Customers enter their address, which appears in a map on the app, and select the services they want. Options include clearing front, back and side walkways, driveways and in front of garage doors. They’ll also put down salt on walkways or driveways. Customers can also order services for a relative or friend and input their address.
They are then given a price estimate based on the length of their driveway, inches of snow and salt services before requesting a snowplow driver. A driveway up to 100 feet in length with up to 6 inches of snow costs $59, with another $10 tacked on for every additional inch of snow. Thirty percent of the total for each job goes to SnoHub.
Residential snowplowing or removal costs an average $27.50 per hour in Albany, according to ProMatcher.com. For a typical driveway and sidewalk, it costs $46.89 per visit on average.
After putting in their request, customers are matched with a driver. They can see the driver’s location and estimated time of arrival on a map and can contact the driver through the app.
Drivers have to provide proof of insurance and a driver’s license and make it through a background check to become a contractor. They are responsible for equipment and can either use their own snowplow or rent snowplows through a company SnoHub is associated with.
Wait times are based on driver availability, routes, the number of customer requests and other factors. SnoHub can remove a ZIP code from service availability if they are over-requested. The app sends customers a notification every two hours asking if they’d like to continue waiting or cancel their request.
After a job is completed, customers get before and after photos of their driveway and can leave feedback for their contractors.

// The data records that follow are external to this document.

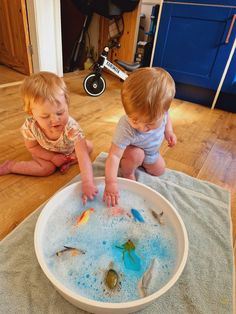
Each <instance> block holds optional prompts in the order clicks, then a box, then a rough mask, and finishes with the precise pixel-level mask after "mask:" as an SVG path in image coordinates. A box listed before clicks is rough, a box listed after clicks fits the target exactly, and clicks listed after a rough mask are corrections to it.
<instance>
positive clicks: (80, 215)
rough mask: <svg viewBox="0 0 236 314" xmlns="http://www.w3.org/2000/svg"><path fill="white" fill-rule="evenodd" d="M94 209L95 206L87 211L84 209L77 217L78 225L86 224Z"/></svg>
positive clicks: (86, 209) (76, 221) (76, 224)
mask: <svg viewBox="0 0 236 314" xmlns="http://www.w3.org/2000/svg"><path fill="white" fill-rule="evenodd" d="M93 211H94V208H88V209H86V210H85V211H83V213H82V214H81V215H80V216H79V217H77V218H76V225H77V226H79V225H83V224H86V223H87V222H88V220H89V216H90V214H91V213H92V212H93Z"/></svg>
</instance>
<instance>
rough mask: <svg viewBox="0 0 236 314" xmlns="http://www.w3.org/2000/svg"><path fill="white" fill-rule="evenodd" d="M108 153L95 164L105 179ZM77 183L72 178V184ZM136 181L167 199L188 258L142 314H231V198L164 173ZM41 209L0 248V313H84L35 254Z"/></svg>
mask: <svg viewBox="0 0 236 314" xmlns="http://www.w3.org/2000/svg"><path fill="white" fill-rule="evenodd" d="M106 157H107V154H106V153H101V154H100V155H99V156H98V157H97V159H96V160H95V162H94V163H93V169H94V175H95V176H104V165H105V159H106ZM79 180H80V177H79V176H76V177H75V178H74V179H73V180H72V181H71V182H69V184H70V183H74V182H77V181H79ZM137 181H139V182H142V183H144V184H146V185H148V186H149V187H151V188H153V189H154V190H156V191H158V192H159V193H161V194H162V195H163V196H164V197H166V198H167V199H168V200H169V201H170V202H171V203H172V204H173V206H174V207H175V208H176V209H177V211H178V212H179V214H180V215H181V217H182V219H183V221H184V224H185V226H186V229H187V232H188V237H189V255H188V260H187V263H186V266H185V269H184V271H183V273H182V274H181V276H180V278H179V279H178V281H177V282H176V283H175V285H174V286H173V287H172V288H171V289H170V290H168V291H167V292H166V293H165V294H164V295H162V296H161V297H160V298H159V299H158V300H156V301H155V302H154V303H152V304H151V305H149V306H148V307H146V308H145V309H144V310H142V311H140V312H139V313H142V314H157V313H162V314H173V313H175V314H195V313H196V314H231V313H232V314H233V313H234V308H235V304H234V285H235V282H234V266H233V265H234V260H233V248H232V236H231V232H232V223H231V218H230V194H229V192H228V191H226V190H224V189H222V188H221V187H219V186H217V185H214V184H211V183H209V182H206V181H201V180H198V179H195V178H192V177H190V176H188V175H185V174H183V173H181V172H178V171H173V170H170V169H167V170H166V172H165V174H164V175H162V176H160V177H153V176H151V175H148V174H147V173H145V172H144V171H143V170H142V169H139V170H137ZM42 208H43V205H42V206H41V207H40V208H38V209H37V210H36V211H34V212H33V214H31V216H29V217H28V218H27V219H26V220H25V221H23V222H22V223H21V224H20V225H19V226H18V227H17V228H16V229H15V230H14V231H13V232H11V233H10V234H9V235H8V236H7V237H6V238H5V239H3V240H2V241H1V243H0V313H4V314H33V313H37V314H46V313H47V314H67V313H70V314H82V313H85V312H84V311H83V310H80V309H78V308H76V307H74V306H73V305H71V304H70V303H68V302H67V301H66V300H65V299H64V298H63V297H61V295H60V294H59V293H58V292H57V291H56V290H55V289H54V287H53V286H52V285H51V283H50V282H49V280H48V279H47V278H46V276H45V275H44V273H43V272H42V270H41V268H40V266H39V264H38V262H37V259H36V256H35V252H34V243H33V234H34V228H35V224H36V221H37V218H38V216H39V214H40V212H41V210H42Z"/></svg>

Albis said he worked with 10 plowing companies before deciding to develop SnoHub. Drivers arrived at random times, including in the wee hours of the morning, the pricing structure was unclear, many companies required paying with cash and sometimes drivers had to return, he said.
“It was convenient for them, but what about me, as a homeowner?” he said. “I wanted something more convenient, transparent and efficient.”
The company may expand to the Midwest and the West Coast, but for now Albis is focusing on attracting more homeowners and drivers and continuing to update the app. The notification feature alerting customers every two hours is a recent addition.
“We’re trying to put convenience in the palm of your hand,” he said. “It shifts the power back to the homeowner.”